À noter : le gastro-entérologue connaît toutes les souches de bactéries à prescrire en fonction des symptômes.

Intolérance alimentaire et vieillissement

On semble plus sujet aux intolérances alimentaires en vieillissant et ce n’est pas anormal. Il faut alors :

  • adapter son alimentation ;
  • bien cuire les légumes ;
  • consommer des aliments peu raffinés (sucre de canne, farine semi complète) ;
  • éviter les recettes complexes transformant une longue liste d’ingrédients ;
  • éviter les FODMAP ;
  • manger moins par prise alimentaire, en se servant dans une assiette à dessert par exemple et ajouter une ou deux collations dans la journée ;
  • boire régulièrement en petite quantité.

Cas particulier du gluten

Le gluten est un ensemble de protéines présentes dans certaines céréales : le blé, la grande épeautre, l’orge, le kamut, la triticale, le seigle et dans une moindre mesure l’avoine et la petite épeautre.

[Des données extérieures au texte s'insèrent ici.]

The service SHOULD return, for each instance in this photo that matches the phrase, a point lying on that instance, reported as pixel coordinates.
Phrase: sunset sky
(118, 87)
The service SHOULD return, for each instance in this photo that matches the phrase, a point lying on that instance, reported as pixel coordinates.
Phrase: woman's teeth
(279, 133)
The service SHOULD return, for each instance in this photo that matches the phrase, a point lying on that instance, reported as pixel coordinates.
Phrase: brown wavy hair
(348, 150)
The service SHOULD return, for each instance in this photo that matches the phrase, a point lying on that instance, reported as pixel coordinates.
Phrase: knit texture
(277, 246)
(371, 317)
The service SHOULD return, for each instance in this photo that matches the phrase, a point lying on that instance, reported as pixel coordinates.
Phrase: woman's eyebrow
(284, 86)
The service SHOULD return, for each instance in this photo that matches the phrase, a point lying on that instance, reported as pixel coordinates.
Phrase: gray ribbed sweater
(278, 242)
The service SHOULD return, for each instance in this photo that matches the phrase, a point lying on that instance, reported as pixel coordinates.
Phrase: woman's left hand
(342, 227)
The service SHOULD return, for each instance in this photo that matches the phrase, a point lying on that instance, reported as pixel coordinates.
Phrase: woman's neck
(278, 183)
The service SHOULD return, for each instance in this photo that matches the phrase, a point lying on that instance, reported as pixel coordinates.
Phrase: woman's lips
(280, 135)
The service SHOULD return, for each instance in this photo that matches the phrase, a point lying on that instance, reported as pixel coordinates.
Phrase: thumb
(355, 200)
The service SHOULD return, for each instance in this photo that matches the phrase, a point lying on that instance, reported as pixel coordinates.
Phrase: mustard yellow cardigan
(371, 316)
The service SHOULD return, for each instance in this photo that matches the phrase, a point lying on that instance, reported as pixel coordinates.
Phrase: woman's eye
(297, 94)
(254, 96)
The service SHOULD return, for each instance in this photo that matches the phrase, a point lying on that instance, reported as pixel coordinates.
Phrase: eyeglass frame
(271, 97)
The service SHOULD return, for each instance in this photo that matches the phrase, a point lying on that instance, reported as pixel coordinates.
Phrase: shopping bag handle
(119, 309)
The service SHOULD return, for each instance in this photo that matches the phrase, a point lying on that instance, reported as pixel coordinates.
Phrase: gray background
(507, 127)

Par divers procédés industriels, le gluten est extrait de ces céréales et ré-injecté dans les charcuteries, les glaces, divers viennoiseries, pâtisserie et produits de boulangerie.

Lorsqu’on est intolérant au gluten, on peut consommer de l’avoine ou de la petite épeautre.

Lorsqu’on est malade cœliaque, on ne peut pas consommer ces dernières avant plusieurs années de régime bien contrôlé.

Important : il est essentiel d’être réellement diagnostiqué avant d’entamer un régime sans gluten (biopsie après 6 mois d’alimentation normale contenant du gluten) puis bien accompagné, car ce régime peut altérer la qualité de vie.

Intolérance alimentaire au lactose

Le lactose est un sucre du lait d’animaux, de vache pour l’essentiel. Nous avons dans notre microbiote un enzyme naturel (le lactase) qui digère ce sucre. Il est parfois trop rare pour être efficace, parfois il est absent, parfois c’est une maladie métabolique qui empêche l’assimilation du lactose.

L’intolérance au lactose ne doit pas être confondue avec l’allergie aux protéines de lait de vache. On peut consommer certains produits laitiers en étant intolérant, chose impossible quand on est allergique.

Pour transformer le lait en fromage, on met des ferments (de bonnes bactéries) qui vont acidifier le lait en consommant le lactose. C’est pourquoi il y a peu de lactose dans les fromages.

Bon à savoir : certains fromages contiennent très peu de lactose : le parmesan le comté,  ainsi que certains yaourts. Aujourd’hui, les industriels de l’agro-alimentaire proposent des laits sans lactose. Pour un intolérant, il est plus judicieux de continuer de consommer en toute petite quantité du lactose afin d’entretenir la flore microbiotique car, faute d’être utilisée, l’enzyme naturel qui digère le lactose disparaît.